Two years ago, a newly released album changed my life.
It sounds dramatic and maybe even a little parasocial, but The Tortured Poets Department came into my life at exactly the moment I needed something to put into words what I was feeling.
On the evening of April 18, 2024, in the middle of my senior year of high school, I sat on FaceTime with my friend Mia, waiting anxiously for Taylor Swift to release her 11th studio album. In the middle of a stressful and uncertain time, when I had no idea where life was taking me and my college plans weren’t unfolding the way I’d imagined, it felt comforting to know I had something to ground me.
Music has always been how I process life. I connect memories, emotions, and moments to lyrics that say what I cannot. From the moment the tracklist for The Tortured Poets Department was announced, I knew this album would understand me and probably break my heart all at once.
But all is fair in love and poetry.
Now, two years later, I sit here as another tortured poet reflecting on why this album still means so much to me. I know it sounds cliché to say that I felt understood through Taylor Swift’s music. It’s not that I think I know her personally, it’s that this album gave language to emotions I didn’t know how to articulate.
That is why I keep listening to it on repeat. Without fail, at least two of the songs have appeared in my Spotify Wrapped Top Five for the past two years.
People love to say that replaying sad music means “wallowing.” But for me, these songs don’t trap me in sadness; they help me process and embrace it. The thoughts that these songs resonate with help them become something poetic and understandable.
Before this album, I had favorite songs and favorite artists, but I had never loved an entire album the way I love The Tortured Poets Department. Across its songs, it explores heartbreak, obsession, healing, and above all, self-reflection.
One of the most powerful ways Taylor Swift conveys the aforementioned is through the unlimited questions.
Throughout the album, Taylor asks question after question, not always expecting answers, but forcing reflection. Those questions create space for listeners to sit with their own emotions and uncertainties.
In “Fortnight,” she asks, “What about your quiet treason?” – a question that captures the unspoken betrayals that happen in relationships.
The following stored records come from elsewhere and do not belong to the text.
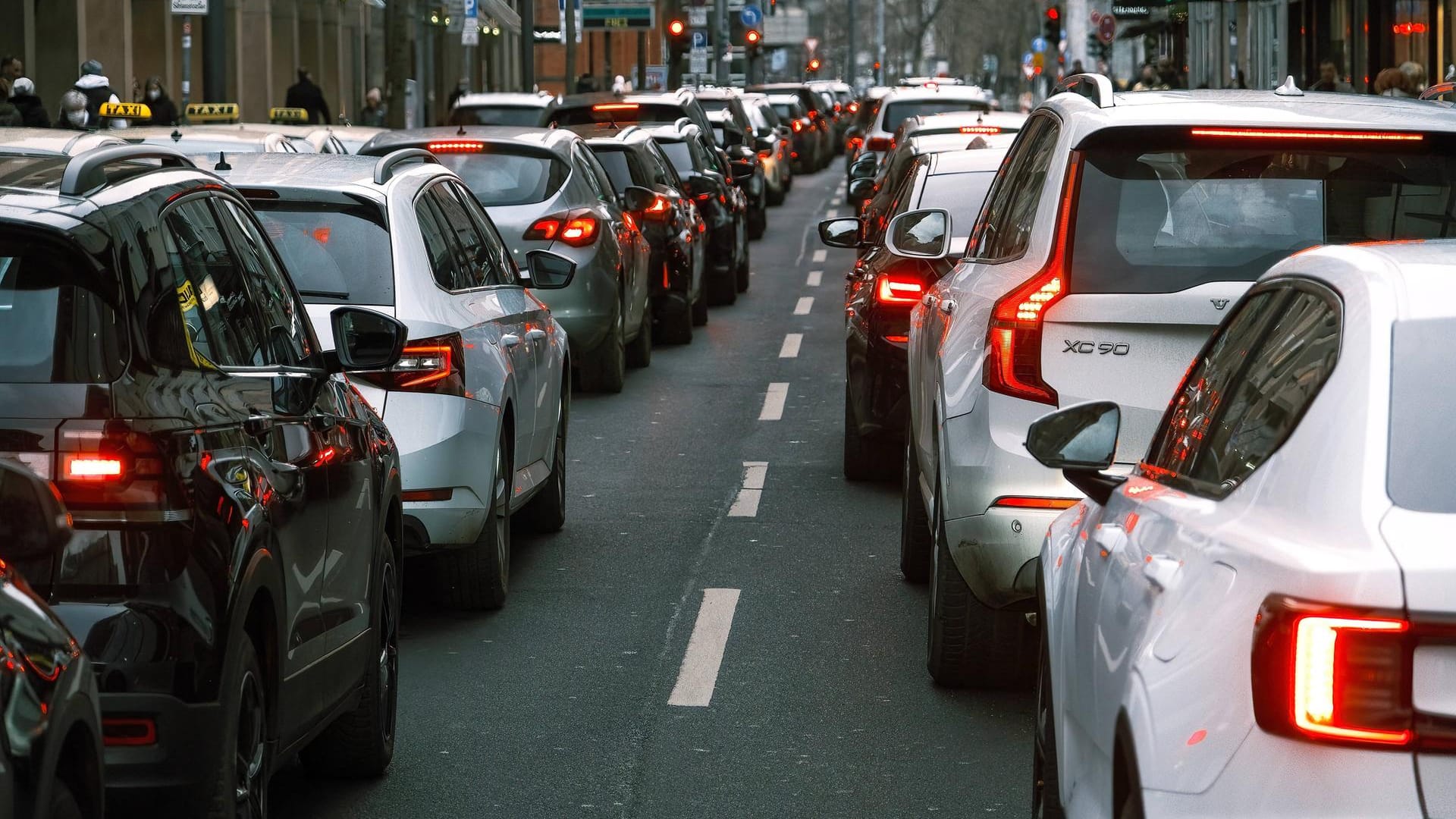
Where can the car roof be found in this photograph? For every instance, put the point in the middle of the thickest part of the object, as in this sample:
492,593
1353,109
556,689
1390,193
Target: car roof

In “The Tortured Poets Department,” she asks, “Who else decodes you? Who’s gonna know you, if not me?” These questions capture the devastation of losing someone who knew you deeply, and the fear that no one will ever understand you that way again.
In “So Long, London,” she asks, “How much sad did you think I had in me?”– a heartbreaking reflection on how much pain someone can endure before breaking.
In “The Black Dog,” she asks, “Do you hate me?”– a question that exposes the insecurity and self-doubt that heartbreak leaves behind.
And in “The Smallest Man Who Ever Lived,” she asks, “Was any of it true?” This is a devastating question that captures what betrayal feels like when trust is shattered. This song especially feels like one of the most poetic pieces on the album and has been my favorite. From the moment I heard it, I kept it on repeat. It captures the spiral of trying to make sense of deception and wondering if anything was ever real, or if every moment was part of a lie.
Side note: The performance of it at the Eras Tour is so perfect with raw emotion and sentiment.
That is what The Tortured Poets Department does so well: It asks the questions we are often too afraid to ask ourselves.
Other questions to note from more tracks:
- “Will I always wonder?” (“Chloe or Sam or Sophia or Marcus”)
- “Am I allowed to cry?” (“Guilty as Sin?”)
- “Who’s gonna stop us from waltzing back into rekindled flames, if we know the steps anyway?” (“loml”)
- “How did it end?” (“How Did it End?”)
- “Is it something I did?” (“Peter”)
- Even without answers, asking those questions matters. They accept uncertain endings that allow for new beginnings.
Besides the questioning that resonates with Taylor Swift’s audience, this album changed my life. It allowed me to see the poetry of the unknown. During a very stressful senior year of high school, the album gave me language when I had none. It helped me understand my own hopes and validated the questions I carried about myself and my future.
Two years later, I still return to it, not because it keeps me stuck in those feelings, but because it reminds me that even confusion and heartbreak can be turned into something meaningful.
That’s what poetry does.
And that’s what The Tortured Poets Department did for me.